The revelation, expressed as the end of the Beaumont City Council meeting held Aug. 6, came even as the elected body pondered the alleged charter violations of councilmembers interfering with the duties of City Manager Kenneth Williams during the recent selection of a new police chief.
Councilman Audwin Samuel, who first balked at the council’s handling of the police chief selection process and demanded the opportunity to seek an Attorney General’s ruling on the matter, left to take a phone call during the meeting at the same time the matter came up for discussion. Failing to have a seconding councilmember in support of the conversation concerning an AG ruling, the matter died – until councilmembers resurrected the commentary during the end of the meeting.
Councilman A.J. Turner questioned the city attorney as to what can be done to elected officials that do not follow the charter. Turner, never stating the elements of the alleged infraction in any detail, argued that the council should be transparent in its dealings.
Reed expressed, yet again as she has during similar discussion regarding the council’s affirmation of the new police chief and the handling of the hiring process, that she is unaware any charter violation has been made – at least not in that instance. Daily, with council calls to department heads and interjecting into employee dealings, however, the council consistantly defies the charter, she added.
In regards to any impropriety on any council member’s part, Reed continued, the Attorney General has little recourse to reprimand a local elected official. The most the Attorney General could do, she said, was to censure the aggrieving party. Censures, though official sounding in nature, are essentially as defined “an expression of formal disapproval.”

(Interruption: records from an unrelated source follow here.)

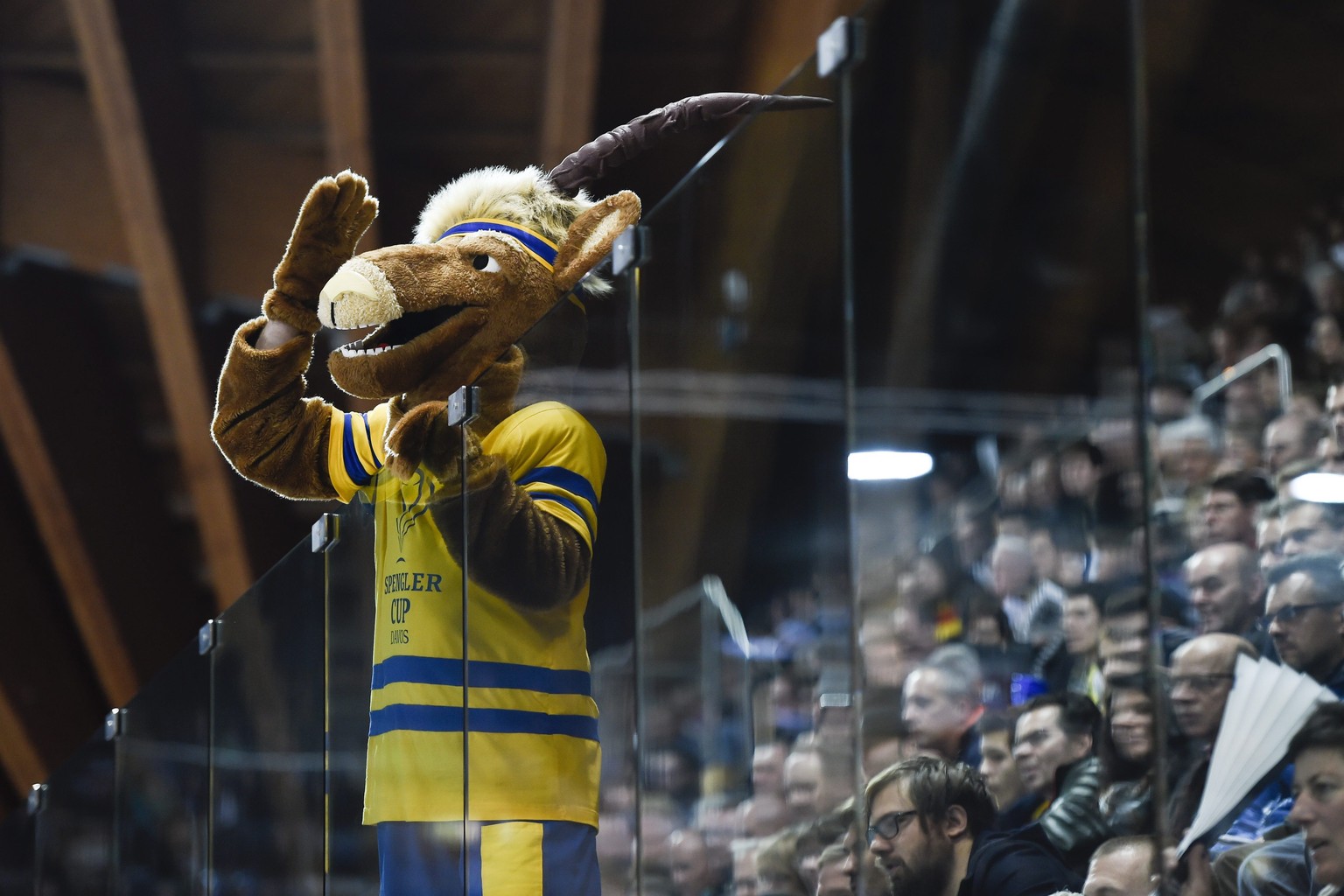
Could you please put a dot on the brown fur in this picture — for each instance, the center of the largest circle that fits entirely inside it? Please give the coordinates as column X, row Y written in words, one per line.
column 277, row 438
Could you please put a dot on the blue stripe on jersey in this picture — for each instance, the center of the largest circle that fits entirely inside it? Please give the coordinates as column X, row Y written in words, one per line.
column 543, row 248
column 406, row 717
column 474, row 886
column 562, row 479
column 570, row 502
column 569, row 860
column 355, row 466
column 437, row 670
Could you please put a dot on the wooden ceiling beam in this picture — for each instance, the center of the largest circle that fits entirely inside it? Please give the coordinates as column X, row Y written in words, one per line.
column 22, row 763
column 571, row 62
column 343, row 74
column 45, row 494
column 167, row 316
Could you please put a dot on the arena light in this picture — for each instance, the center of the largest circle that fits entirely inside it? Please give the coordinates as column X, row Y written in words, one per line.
column 1319, row 488
column 889, row 465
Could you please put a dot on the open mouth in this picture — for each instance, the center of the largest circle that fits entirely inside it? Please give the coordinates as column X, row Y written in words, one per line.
column 401, row 331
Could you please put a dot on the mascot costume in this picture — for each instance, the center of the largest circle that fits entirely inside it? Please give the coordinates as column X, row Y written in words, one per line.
column 495, row 251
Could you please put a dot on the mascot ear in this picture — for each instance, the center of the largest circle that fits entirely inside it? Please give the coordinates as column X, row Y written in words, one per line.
column 591, row 236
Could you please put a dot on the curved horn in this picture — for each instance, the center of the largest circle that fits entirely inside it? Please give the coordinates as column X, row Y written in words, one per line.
column 626, row 141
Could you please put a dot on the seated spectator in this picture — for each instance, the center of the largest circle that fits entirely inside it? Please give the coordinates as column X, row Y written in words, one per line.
column 1318, row 755
column 744, row 865
column 1125, row 630
column 1230, row 507
column 815, row 837
column 1000, row 773
column 860, row 865
column 767, row 767
column 777, row 868
column 831, row 878
column 1201, row 677
column 929, row 825
column 1033, row 606
column 1054, row 747
column 1311, row 528
column 1188, row 451
column 696, row 871
column 1126, row 748
column 1228, row 592
column 1303, row 615
column 1268, row 531
column 942, row 704
column 1080, row 668
column 1000, row 657
column 1123, row 866
column 1291, row 437
column 802, row 782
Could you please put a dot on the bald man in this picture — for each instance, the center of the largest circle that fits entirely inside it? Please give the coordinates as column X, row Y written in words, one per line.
column 1201, row 677
column 1228, row 592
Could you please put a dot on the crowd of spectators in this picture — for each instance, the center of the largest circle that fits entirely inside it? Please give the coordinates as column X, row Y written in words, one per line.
column 1068, row 630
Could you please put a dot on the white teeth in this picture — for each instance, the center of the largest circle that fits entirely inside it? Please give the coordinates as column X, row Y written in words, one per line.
column 365, row 352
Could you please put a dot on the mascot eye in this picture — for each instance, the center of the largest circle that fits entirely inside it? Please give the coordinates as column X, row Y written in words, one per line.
column 486, row 263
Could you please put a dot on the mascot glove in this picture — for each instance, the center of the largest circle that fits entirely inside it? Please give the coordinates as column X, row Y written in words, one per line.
column 331, row 220
column 425, row 438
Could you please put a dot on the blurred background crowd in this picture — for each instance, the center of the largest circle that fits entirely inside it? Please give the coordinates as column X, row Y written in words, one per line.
column 1068, row 625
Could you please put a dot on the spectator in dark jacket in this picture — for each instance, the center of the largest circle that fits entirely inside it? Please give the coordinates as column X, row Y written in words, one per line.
column 928, row 825
column 1053, row 745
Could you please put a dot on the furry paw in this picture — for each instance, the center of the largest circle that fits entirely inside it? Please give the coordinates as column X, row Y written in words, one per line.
column 331, row 222
column 424, row 438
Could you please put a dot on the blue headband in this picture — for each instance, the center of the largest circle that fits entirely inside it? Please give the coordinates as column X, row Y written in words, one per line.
column 536, row 246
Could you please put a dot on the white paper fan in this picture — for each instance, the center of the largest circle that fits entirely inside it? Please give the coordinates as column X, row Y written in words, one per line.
column 1265, row 708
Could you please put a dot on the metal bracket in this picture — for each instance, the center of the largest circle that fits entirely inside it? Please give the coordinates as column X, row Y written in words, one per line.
column 37, row 798
column 839, row 46
column 326, row 532
column 631, row 248
column 207, row 637
column 464, row 406
column 113, row 724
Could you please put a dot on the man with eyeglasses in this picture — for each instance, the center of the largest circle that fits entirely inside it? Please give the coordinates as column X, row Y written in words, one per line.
column 1228, row 590
column 1200, row 682
column 928, row 825
column 1304, row 614
column 1053, row 747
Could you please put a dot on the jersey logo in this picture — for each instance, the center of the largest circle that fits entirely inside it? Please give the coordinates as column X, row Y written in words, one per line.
column 414, row 508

“Typically, a censure has no bearing,” Reed said. “You can’t remove an elected official from their post, you can’t expel them from meetings. For lack of a better term, it’s a slap on the wrist – if that.”
According to Reed, any punishment meted out on a councilmember that does not follow the city charter is up to the council.
“Council has not adopted an ethics committee, an ethics policy, or anything like that,” Reed further pointed out. “There’s no one in our organization to enforce the charter.”
Additionally, Reed said, “The AG will not give advisory opinion, and they will not interpret the law as it should be, only what the law is.”
So, as the city attorney explained, writing the Attorney General frivolously was ill-advised and completely unnecessary. A thin line exists, Reed acquiesced, from council providing guidance to staff and interfering with staff duties – but it is a line that she does not believe the elected body crossed in the hiring of the new police chief.
“Councils govern councils,” Williams said to sum up the conversation. “I’ll make you aware of it, but it’s up to you to address it.”